Friday, May. 04, 1962
Meritorious Macalester
St. Paul's Macalester College is a Presbyterian-linked liberal arts school with 1,700 students, mostly from Minnesota. It has some pleasant distinctions: a 22-member bagpipe band in Macalester clan kilts, a 40-acre campus along swank Summit Avenue, where Novelist F. Scott Fitzgerald grew up. But none of this explains the school's greatest claim to fame. In number of National Merit Scholars, a status symbol among U.S. colleges, little Macalester is year after year among the top ten campuses in the nation.
Last week, as the National Merit Scholarship Corp. announced a record 1,050 winners, Macalester did it again. No fewer than 20 chose Macalester, which was outstripped only by nine other predictable choices such as Harvard, with 89 winners, Yale's 38, Princeton's 33 and Radcliffe's 38 (the female front runner). Trailing Macalester were Cornell (17), Michigan and Berkeley (16 each).
Minnesota Mining. Macalester's Merits are explained by the mechanics of selecting 1,050 winners from the 10,000 finalists who satisfactorily pass N.M.S.'s series of tests. In the pool of available scholarships are 425 financed by the Ford Foundation. Winners of these scholarships are chosen by N.M.S. panels solely on a basis of grades and character. But in a second category are about 625 scholarships financed by 150 sponsoring organizations and individuals, many of which use their option of selecting winners not only by academic criteria, but also according to certain qualifications--typically, children of company employees.
Macalester's scholarships are in the second category. They are sponsored by the Reader's Digest Foundation, which picks its winners only from finalists who want to go to Macalester. In N.M.S.'s seven-year history, all of the Digest Foundation's 86 scholarships have been for Macalester. In some years, half of all winners in Minnesota have thus chosen Macalester. This year only one of Macalester's 20 winners is un-Digested--a Minnesota lad who crept in on an IBM scholarship.

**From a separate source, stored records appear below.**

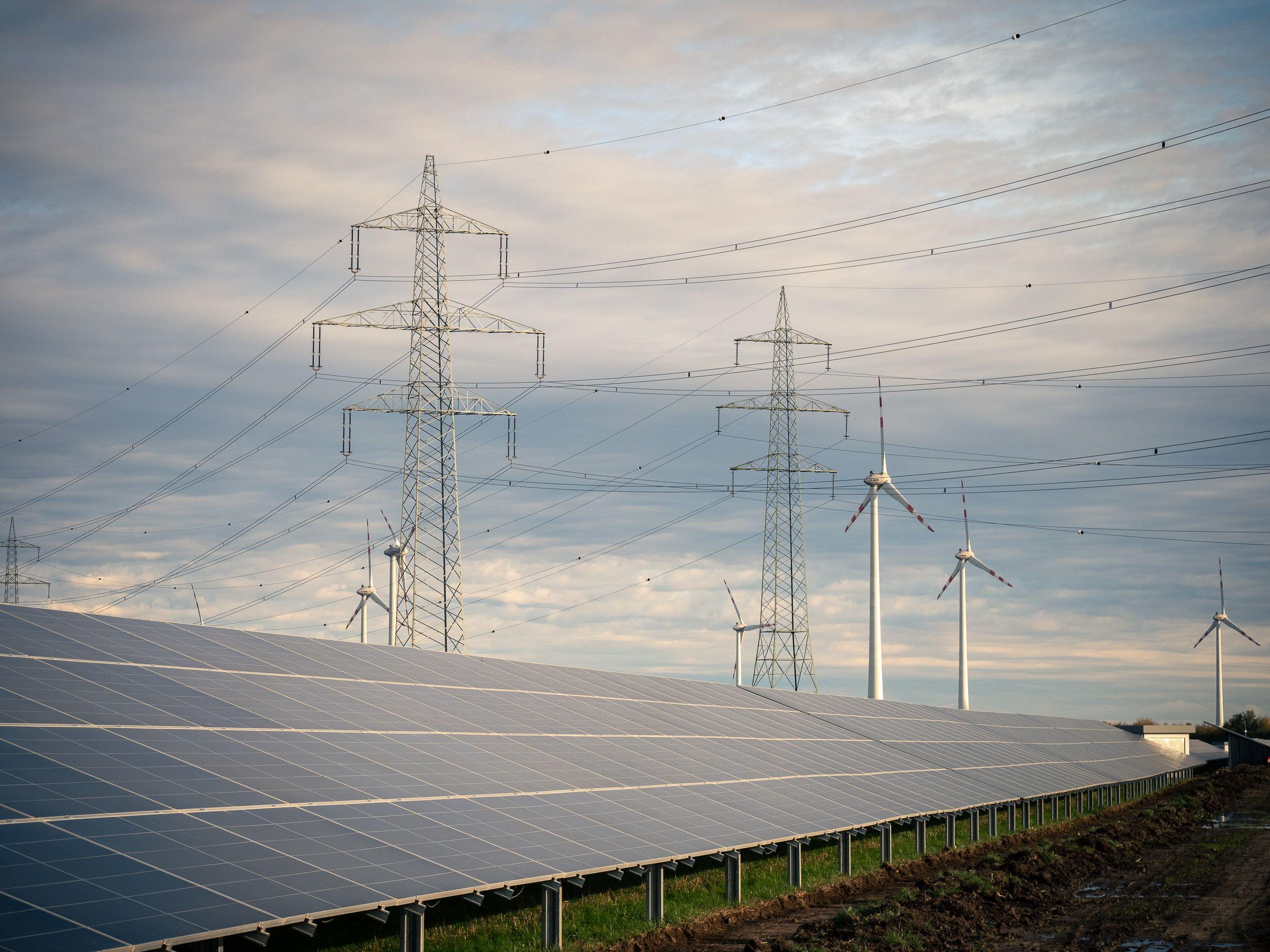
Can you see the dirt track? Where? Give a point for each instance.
(1146, 874)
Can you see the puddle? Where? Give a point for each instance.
(1236, 822)
(1119, 890)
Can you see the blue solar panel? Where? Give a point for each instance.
(164, 782)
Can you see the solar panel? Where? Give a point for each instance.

Unforgettable Character. All this is due to the beneficence of Macalester's Most Unforgettable Character, Reader's Digest Founder-Editor DeWitt Wallace. Wallace, 72, was born at tiny Macalester four years after it opened in 1885. His father, Dr. James Wallace, a Presbyterian preacher and a Greek scholar, was president for a dozen years, and saved the place from bankruptcy. Wallace graduated from neither Macalester nor the University of California, where he later put in a couple of years. But he has poured money into Macalester ever since he got rich selling homily grits.
Wallace's scholarships, which cost as much as $1,500 a year per student, are only a fraction of his generosity to Macalester. Since 1958, he has given $1,000,000 a year for faculty salaries; he recently pledged $2,750,000 for a fine-arts and humanities center. No one is quite sure how many thousands more he has given.
But according to President Harvey Rice, Wallace has made it possible for Macalester "to become one of the leading liberal arts colleges in the nation."